Saturday, August 17, 2002

Supreme Court If I told you that a Ninth Circuit judge has written a scathing book showing that the Supreme Court's "state sovereignty" jurisprudence is both legally wrong and fundamentally unjust, would you guess that it was written by a Democrat-appointee? It wasn't -- it was a conservative Reagan appointee, as Linda Greenhouse explains in this review. Let's hope that this keeps the calls for impeachment of the author to a minimum.

The basic deal -- at least one part of it -- is that the Supreme Court has decided, by a series of 5-4 decisions, that (with a few exceptions as to a rather narrow class of laws) States can't be sued in federal court when they violate their citizens' federal rights, even when a federal statute says that the States can be sued. And what's more, say the 5, the States don't even have to let you sue the State in its own courts for violations of federal statutes -- again, even if the Congress says that states can be sued.

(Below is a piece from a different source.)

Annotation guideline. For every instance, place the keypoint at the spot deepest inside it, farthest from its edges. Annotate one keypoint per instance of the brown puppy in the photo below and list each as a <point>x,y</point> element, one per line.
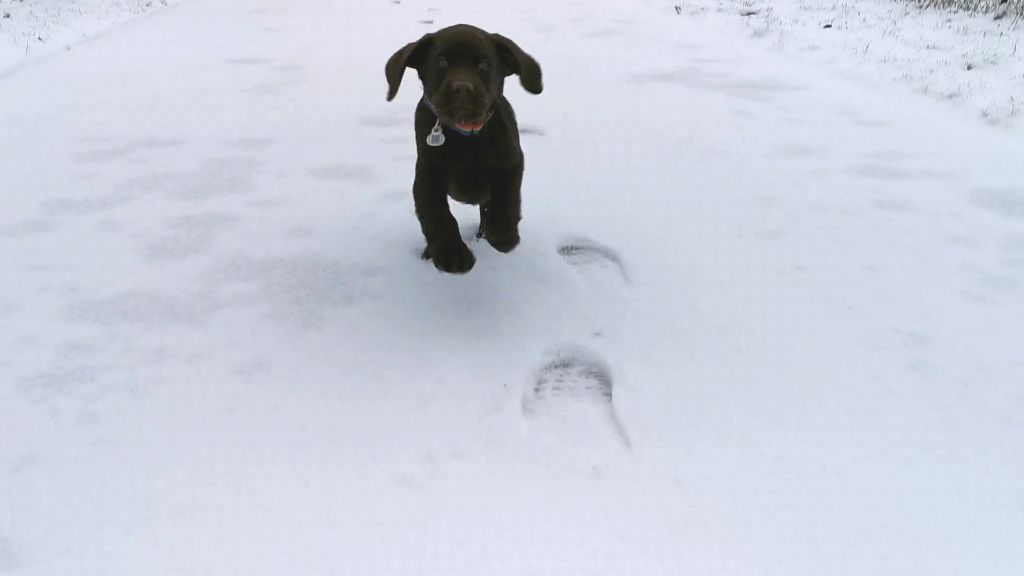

As the review explains, Judge Noonan's book points out that this state sovereign immunity doctrine has no roots in the text of the Constitution. Indeed -- I don't know if Judge Noonan says this explicitly, he probably does, but anyway I do -- the text of the Constitution proves that the Court has gone too far. The Constitution (the Eleventh Amendment) provides one and only one protection for States against lawsuits: they can't be sued in federal court by a citizen of another state. The Constitution says that a Georgian can't sue Alabama in federal court. If it meant that a Georgian can't sue Georgia in state or federal court, wouldn't it say that? And aren't the 5 -- at least some of them -- nominally sticklers for close text-based interpretation? The answers, I think, are "yes" and "yes." Yet we're at a point where, when the State violates your rights under the Age Discrimination Act, or the Fair Labor Standards Act, or a variety of other statutes, you can't get the damages that Congress says you're entitled to, unless (good luck!) you can get the federal government to sue on your behalf. This, from Justices who are held up as models of judicial restraint (not that dreaded activism) by our President.

So, read Judge Noonan's book and either get outraged (like me) or -- if that's where your mind and politics take you -- develop a nuanced understanding that convinces you that he and I are wrong. In any event, don't think it's unimportant; it is the major legal issue of the present time.

UPDATE: Howard, at How Appealing, has pointed out that it would probably be better if, instead of following my link above to the review, you read the first page first. And, though I will probably be excommunicated by my co-conspirators at Transnational Progressivism, Inc. (?), for admitting it, I do read Stuart Buck, but hadn't read it this morning to see that he too reads the NYT.